The New Zealand government promotes Māori culture by supporting Māori-language schools, by ensuring the language is visible in government departments and literature, by insisting on traditional Māori welcomes (pōwhiri) at government functions and state school award programs, and by having Māori run the welfare services targeted at their people.
New Zealanders are distinctive for their twangy dialect of English and propensity to travel long distances, and are quickly associated with the All Blacks rugby team and the haka. A tradition of resourcefulness came from the pioneering backgrounds of both European and Māori colonists.
Zealandia is a national personification of New Zealand and New Zealanders. In her stereotypical form, Zealandia appears as a woman of European descent who is dressed in flowing robes (or gown). She is similar in dress and appearance to Britannia (the female personification of Britain), who is said to be the mother of Zealandia.
As a rhetorical evocation of a New Zealand national identity, Zealandia appeared on postage stamps, posters, cartoons, war memorials, and New Zealand government publications most commonly during the first half of the 20th century. The personification was a commonly used symbol of the New Zealand Centennial Exhibition, which was held in Wellington in 1939 and 1940. Two large Zealandia statues serve as war memorials that honour the casualties of the Second Boer War: one is in Waimate and the other is in Palmerston. Some smaller statues exist in museums and in private hands.
English (New Zealand English) is the dominant language spoken by New Zealanders, and a de facto official language of New Zealand. According to the 2013 New Zealand census, 96.1% of New Zealanders spoke English. The country's de jure official languages are Māori (Te Reo) and New Zealand Sign Language (NZSL). Other languages are also used by ethnic communities.

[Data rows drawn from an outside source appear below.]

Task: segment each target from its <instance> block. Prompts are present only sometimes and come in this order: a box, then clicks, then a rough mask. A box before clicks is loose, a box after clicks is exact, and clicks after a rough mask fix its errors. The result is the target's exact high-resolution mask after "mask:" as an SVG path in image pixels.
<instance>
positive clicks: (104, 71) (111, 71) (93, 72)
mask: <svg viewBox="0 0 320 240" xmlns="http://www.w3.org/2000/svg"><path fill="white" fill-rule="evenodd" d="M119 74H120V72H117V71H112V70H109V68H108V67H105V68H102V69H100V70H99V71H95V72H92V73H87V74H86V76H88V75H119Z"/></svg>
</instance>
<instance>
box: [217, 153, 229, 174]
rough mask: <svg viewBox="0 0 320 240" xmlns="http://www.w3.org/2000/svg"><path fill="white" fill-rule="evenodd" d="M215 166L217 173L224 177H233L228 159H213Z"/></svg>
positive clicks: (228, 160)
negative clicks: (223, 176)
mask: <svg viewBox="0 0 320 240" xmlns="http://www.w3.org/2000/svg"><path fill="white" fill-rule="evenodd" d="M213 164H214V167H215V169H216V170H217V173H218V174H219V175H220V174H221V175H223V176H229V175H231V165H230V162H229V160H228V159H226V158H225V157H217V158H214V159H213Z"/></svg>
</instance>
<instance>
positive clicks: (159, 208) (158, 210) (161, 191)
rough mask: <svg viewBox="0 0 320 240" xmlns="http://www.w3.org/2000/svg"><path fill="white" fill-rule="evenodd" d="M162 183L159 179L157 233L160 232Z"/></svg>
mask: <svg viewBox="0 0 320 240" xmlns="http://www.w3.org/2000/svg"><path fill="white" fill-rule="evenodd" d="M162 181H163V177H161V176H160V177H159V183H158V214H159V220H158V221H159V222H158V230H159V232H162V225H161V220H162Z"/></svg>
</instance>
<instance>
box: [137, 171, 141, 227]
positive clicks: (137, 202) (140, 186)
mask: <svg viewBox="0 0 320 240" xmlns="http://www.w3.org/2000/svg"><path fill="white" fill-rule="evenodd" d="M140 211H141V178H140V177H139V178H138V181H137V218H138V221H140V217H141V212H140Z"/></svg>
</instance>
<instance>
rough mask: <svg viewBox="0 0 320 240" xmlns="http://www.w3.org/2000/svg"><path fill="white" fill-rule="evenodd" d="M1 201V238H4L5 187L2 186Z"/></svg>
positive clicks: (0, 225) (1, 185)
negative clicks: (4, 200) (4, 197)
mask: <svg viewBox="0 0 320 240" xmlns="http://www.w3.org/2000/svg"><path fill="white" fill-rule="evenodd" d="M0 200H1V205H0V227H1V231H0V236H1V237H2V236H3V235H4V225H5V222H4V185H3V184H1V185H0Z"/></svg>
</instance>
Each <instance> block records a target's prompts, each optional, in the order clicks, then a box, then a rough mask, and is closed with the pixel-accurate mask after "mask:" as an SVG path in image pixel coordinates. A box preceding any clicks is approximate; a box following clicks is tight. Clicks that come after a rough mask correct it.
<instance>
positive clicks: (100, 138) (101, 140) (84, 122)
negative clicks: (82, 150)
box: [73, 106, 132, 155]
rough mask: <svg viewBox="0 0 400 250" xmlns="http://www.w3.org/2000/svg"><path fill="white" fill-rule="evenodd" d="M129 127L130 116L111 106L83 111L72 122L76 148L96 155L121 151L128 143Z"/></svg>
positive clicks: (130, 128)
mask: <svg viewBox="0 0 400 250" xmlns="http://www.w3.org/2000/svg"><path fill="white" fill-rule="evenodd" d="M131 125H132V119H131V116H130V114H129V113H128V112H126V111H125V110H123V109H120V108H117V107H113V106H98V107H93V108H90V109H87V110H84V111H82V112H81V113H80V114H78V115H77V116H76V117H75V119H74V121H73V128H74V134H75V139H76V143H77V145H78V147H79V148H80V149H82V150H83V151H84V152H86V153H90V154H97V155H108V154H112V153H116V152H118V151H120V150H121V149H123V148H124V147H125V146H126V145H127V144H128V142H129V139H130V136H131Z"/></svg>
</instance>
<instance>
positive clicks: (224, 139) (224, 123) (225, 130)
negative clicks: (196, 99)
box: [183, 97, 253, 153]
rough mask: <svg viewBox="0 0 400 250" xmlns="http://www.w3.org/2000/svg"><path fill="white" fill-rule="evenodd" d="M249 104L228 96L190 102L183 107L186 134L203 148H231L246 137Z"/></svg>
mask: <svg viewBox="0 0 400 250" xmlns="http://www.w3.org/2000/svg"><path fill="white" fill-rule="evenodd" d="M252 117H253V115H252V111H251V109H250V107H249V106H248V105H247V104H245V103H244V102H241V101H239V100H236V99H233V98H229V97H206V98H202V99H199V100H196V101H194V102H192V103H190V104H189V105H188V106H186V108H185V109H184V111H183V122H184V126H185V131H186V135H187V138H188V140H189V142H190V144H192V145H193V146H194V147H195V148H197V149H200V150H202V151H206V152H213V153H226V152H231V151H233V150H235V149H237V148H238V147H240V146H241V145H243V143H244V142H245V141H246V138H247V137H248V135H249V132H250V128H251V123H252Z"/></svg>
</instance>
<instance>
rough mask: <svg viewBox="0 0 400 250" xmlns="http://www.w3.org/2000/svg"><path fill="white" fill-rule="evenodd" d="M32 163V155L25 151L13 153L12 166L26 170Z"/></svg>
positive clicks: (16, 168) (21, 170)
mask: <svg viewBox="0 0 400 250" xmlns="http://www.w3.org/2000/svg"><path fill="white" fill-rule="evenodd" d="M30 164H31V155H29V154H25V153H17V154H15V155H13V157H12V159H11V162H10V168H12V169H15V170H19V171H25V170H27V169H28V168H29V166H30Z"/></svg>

Just under half of the population at the 2013 census declared an affiliation to Christianity. However, regular church attendance is probably closer to 15%. Before European colonisation the religion of the indigenous Māori population was animistic, but the subsequent efforts of missionaries such as Samuel Marsden resulted in most Māori converting to Christianity.
Religious affiliation has been collected in the New Zealand census since 1851. One of the many complications in interpreting religious affiliation data in New Zealand is the large proportion who object to answering the question, roughly 173,000 in 2013. Most reporting of percentages is based on the total number of responses, rather than the total population.